Durabilidad y resistencia
El acero inoxidable es conocido por su solidez y resistencia al desgaste, lo que garantiza un rendimiento duradero incluso en condiciones de uso intensivo.
Es particularmente resistente a impactos físicos, reduciendo el riesgo de abolladuras o deformaciones en cerraduras de uso frecuente.
Atractivo estético
El acero inoxidable tiene un aspecto elegante y moderno y conserva su acabado con el tiempo. Es fácil de limpiar y resistente al deslustre, lo que contribuye a su popularidad en el diseño de interiores y exteriores.
Higiene
La superficie lisa del acero inoxidable resiste el crecimiento bacteriano y es fácil de desinfectar, lo que la hace ideal para aplicaciones residenciales y comerciales donde la higiene es importante.
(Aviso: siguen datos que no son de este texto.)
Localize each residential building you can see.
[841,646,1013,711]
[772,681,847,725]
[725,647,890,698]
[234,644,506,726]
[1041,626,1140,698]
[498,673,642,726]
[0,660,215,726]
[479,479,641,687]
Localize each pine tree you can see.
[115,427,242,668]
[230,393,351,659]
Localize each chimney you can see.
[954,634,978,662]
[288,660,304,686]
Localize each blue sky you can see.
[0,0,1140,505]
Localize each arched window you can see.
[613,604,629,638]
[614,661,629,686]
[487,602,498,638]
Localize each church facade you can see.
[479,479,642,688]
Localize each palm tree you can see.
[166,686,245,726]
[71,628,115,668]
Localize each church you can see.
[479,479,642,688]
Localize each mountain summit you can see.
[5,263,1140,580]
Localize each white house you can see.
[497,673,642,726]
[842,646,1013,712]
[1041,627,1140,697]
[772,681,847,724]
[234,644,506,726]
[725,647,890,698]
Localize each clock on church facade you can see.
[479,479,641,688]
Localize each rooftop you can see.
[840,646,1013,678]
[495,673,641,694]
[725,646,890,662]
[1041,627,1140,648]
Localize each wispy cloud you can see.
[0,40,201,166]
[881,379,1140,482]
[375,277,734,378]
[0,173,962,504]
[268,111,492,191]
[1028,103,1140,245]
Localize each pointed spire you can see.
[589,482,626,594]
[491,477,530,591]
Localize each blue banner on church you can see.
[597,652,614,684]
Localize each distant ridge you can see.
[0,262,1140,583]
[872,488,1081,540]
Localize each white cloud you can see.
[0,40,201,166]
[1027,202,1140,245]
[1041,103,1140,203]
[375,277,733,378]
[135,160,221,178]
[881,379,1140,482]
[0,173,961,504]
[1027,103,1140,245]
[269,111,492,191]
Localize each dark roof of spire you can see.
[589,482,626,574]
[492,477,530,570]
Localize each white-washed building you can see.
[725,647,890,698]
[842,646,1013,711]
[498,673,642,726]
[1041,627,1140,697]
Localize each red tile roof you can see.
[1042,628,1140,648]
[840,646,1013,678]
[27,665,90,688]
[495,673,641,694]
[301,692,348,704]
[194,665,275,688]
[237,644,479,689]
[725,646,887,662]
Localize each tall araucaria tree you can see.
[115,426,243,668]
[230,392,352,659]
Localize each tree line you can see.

Resistencia al calor y al fuego
El acero inoxidable es resistente a altas temperaturas y no se deforma ni se degrada fácilmente con el calor, lo que aumenta sus credenciales de seguridad en áreas propensas a incendios.
Respetuoso del medio ambiente
El acero inoxidable es reciclable, lo que reduce el impacto ambiental cuando el producto llega al final de su ciclo de vida.